First and Last Things
- First edition (UK)
- Author: H. G. Wells
- Original title: First and Last Things: A Confession of Faith and a Rule of Life
- Language: English
- Subject: Philosophy
- Publisher: Archibald Constable (UK) G.P. Putnam's Sons (US)
- Publication date: November 1908
- Publication place: United Kingdom
- Pages: 307
- Preceded by: New Worlds for Old
- Followed by: The War in the Air

= First and Last Things =

1908 book by H. G. Wells

First and Last Things is a 1908 work of philosophy by H. G. Wells setting forth his beliefs in four "books" entitled "Metaphysics," "Of Belief," "Of General Conduct," and "Some Personal Things." Parts of the book were published in the Independent Magazine in July and August 1908. Wells revised the book extensively in 1917, in response to his religious conversion, but later published a further revision in 1929 that restored much of the book to its earlier form. Its main intellectual influences are Darwinism and certain German thinkers Wells had read, such as August Weismann. The pragmatism of William James, who had become a friend of Wells, was also an influence.

==Summary==
In the first book, Wells emphasises his scepticism: neither the senses nor the mind can be relied upon uncritically, and "The world of fact is not what it appears to be." Beliefs are not convictions, but rather positions arrived at "exactly as an artist makes a picture" and are adopted "because I feel a need for them, because I feel an often quite unanalysable rightness in them. . . . My belief in them rests upon the fact that they work for me and satisfy a desire for harmony and beauty."

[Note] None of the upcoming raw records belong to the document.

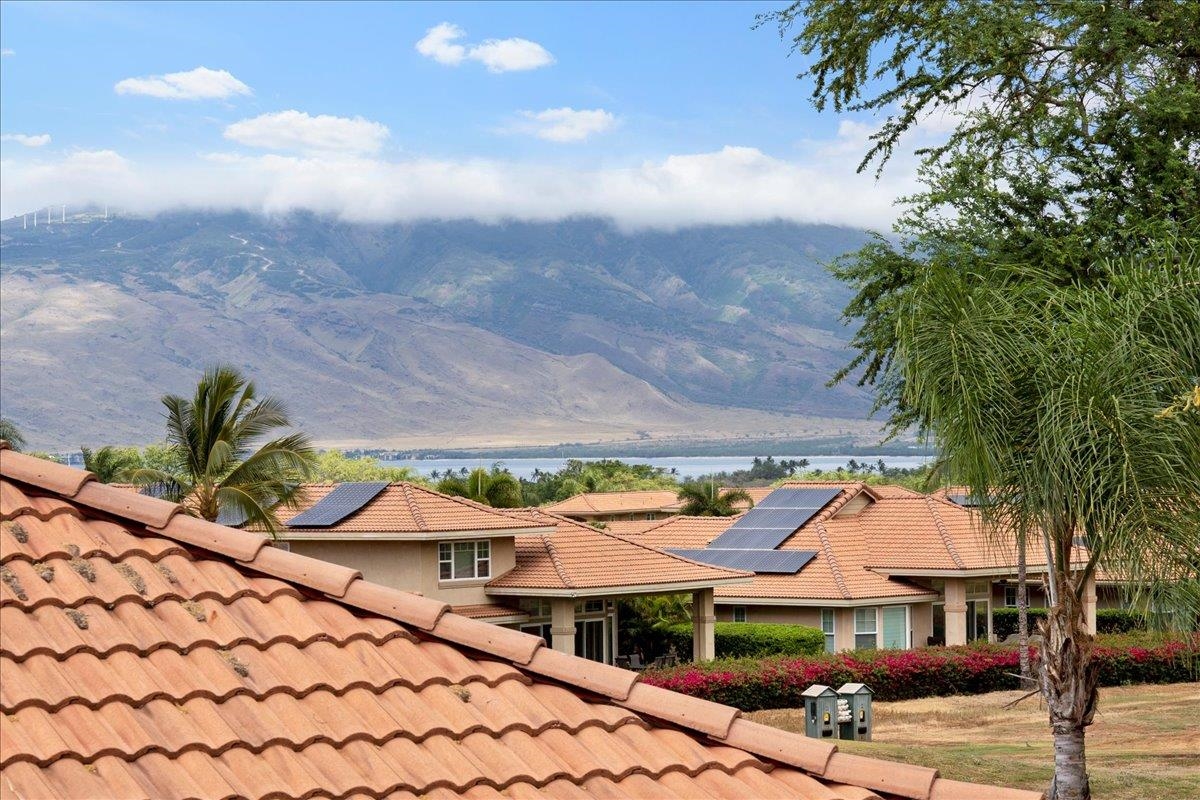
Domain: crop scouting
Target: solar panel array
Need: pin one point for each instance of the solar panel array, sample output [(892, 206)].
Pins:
[(763, 561), (337, 505), (769, 523)]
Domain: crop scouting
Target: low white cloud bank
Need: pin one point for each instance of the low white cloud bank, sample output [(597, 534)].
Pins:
[(729, 186), (29, 140), (565, 124), (441, 43), (196, 84), (297, 131)]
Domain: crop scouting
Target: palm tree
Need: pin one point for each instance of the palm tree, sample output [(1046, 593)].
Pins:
[(496, 487), (1055, 400), (706, 500), (109, 464), (10, 433), (214, 463)]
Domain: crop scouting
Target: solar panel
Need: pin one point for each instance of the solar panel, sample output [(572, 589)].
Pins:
[(337, 505), (769, 523), (754, 560)]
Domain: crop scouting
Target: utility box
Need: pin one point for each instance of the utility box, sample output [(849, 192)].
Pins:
[(820, 711), (858, 698)]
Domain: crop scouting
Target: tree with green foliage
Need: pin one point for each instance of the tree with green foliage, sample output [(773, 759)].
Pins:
[(709, 500), (111, 464), (11, 433), (334, 467), (496, 487), (1037, 306), (214, 462)]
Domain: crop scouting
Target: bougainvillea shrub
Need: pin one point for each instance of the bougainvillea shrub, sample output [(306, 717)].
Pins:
[(751, 684)]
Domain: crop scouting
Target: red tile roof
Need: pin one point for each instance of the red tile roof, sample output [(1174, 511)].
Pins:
[(577, 557), (150, 654)]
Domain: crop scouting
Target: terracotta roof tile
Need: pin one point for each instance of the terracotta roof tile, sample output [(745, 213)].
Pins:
[(175, 671)]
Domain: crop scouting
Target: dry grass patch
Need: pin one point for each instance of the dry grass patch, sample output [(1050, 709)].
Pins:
[(1145, 741)]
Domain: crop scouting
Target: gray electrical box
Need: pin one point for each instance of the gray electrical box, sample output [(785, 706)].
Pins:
[(858, 697), (820, 711)]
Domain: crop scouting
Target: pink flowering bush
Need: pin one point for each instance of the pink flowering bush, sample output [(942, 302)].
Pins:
[(753, 684)]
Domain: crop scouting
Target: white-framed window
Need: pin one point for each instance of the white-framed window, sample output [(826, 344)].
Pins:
[(465, 560), (827, 629), (867, 629)]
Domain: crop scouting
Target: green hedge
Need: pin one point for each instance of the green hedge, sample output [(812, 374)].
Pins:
[(751, 639), (1108, 620), (753, 684)]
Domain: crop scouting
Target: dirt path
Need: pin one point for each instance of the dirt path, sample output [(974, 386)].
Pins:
[(1145, 741)]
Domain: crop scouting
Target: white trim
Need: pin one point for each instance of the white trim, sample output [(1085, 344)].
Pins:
[(616, 591), (408, 536)]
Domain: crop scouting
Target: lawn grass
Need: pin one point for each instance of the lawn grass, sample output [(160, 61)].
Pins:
[(1145, 741)]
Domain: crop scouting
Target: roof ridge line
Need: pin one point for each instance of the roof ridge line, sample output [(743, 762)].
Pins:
[(834, 567), (943, 533), (547, 540), (413, 509)]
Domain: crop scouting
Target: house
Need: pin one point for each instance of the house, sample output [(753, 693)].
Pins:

In the second book, devoted to his "essential beliefs," Wells asserts as "quite an arbitrary act of my mind" and "a choice" his "most comprehensive belief": "the external and the internal and myself . . . make one universe in which I and every part are ultimately important." On this point, he refuses argument, calling this "unfounded and arbitrary declaration" to be his "fundamental religious confession." But he rejects use of "the name of God" because "the run of people" would misunderstand his meaning. He affirms the freedom of the will, and asserts that "'What am I to do?' is the perpetual question of our existence." After analysing the various motives to action that he feels, he resolves them by embracing a "ruling idea," viz. an historically emerging "solidarity of humanity," although he acknowledges that "the species is still as a whole unawakened, still sunken in the delusion of the permanent separateness of the individual and of races and nations." Wells, however, regards this solidarity of humanity as a biological "fact." The direction of this human development is "to Power and Beauty," but he takes a confessedly "mystical" attitude in regard to these terms, refusing to define, or even to distinguish them. He rejects personal immortality. He criticises the Christianity he was raised in because he does not believe in the existence of "a divine-human friend and mediator" (though he admits the "splendid imaginative appeal" of the idea). He regards "all religions to be in a measure true," but also as "false."

In the third book, by far the longest and occupying more than half the volume, Wells develops the "rule of life" that he promises in its subtitle. This involves a resolve to work for Socialism, which he considers to be "a great social and political movement that correlates itself with my conception of a great synthesis of human purpose as the aspect towards us of the universal scheme." But he rejects the notion of "rights" and "justice" as grounds for this conception: "There is no equity in the universe." Wells refers frequently in this part of First and Last Things to volumes he wrote in the preceding six or seven years on this perspective, addressing also such tactical questions as the attitude an individual intent on furthering social change ought to take toward existing institutions and conventions. "So far as he possibly can a man must conform to common prejudices, prevalent customs and all laws,—whatever his estimate of them may be." This book also contains a prophetic section on the nature of modern warfare, and several on women, sex, and marriage that were considered remarkably bold and provocative in Edwardian England.

In the final book, Wells "shamelessly" offers some personal reflections about love, death, and life. "Passionate love" is "the intensest thing in life"; "It is the essential fact of love as I conceive it, that it breaks down the boundaries of self." The concluding sentence of First and Last Things is: "In the ultimate I know, though I cannot prove my knowledge in any way whatever, that everything is right and all things mine."

==Background==
First and Last Things was written at a time when Wells's "private life was to a considerable degree in turmoil." Amber Reeves, his lover, who inspired Ann Veronica and would in 1909 bear a daughter by Wells, was a brilliant student of philosophy at the University of Cambridge's Newnham College. Indeed, some passages of First and Last Things contain criticisms of Wells's ideas by a "friend" who is doubtless Amber Reeves.

The origins of the First and Last Things are to be found in a reading and discussion group of which Amber Reeves was a part. The group was "based originally on the Young Fabians and probably closely affiliated with the Oxford socialist movement." Wells was invited in the fall of 1907 to deliver three lectures to the group, and as he says in the volume's opening pages, "my notes soon outran the possibilities" and he "expanded these memoranda into a book."

==Reception==
First and Last Things received few contemporary reviews.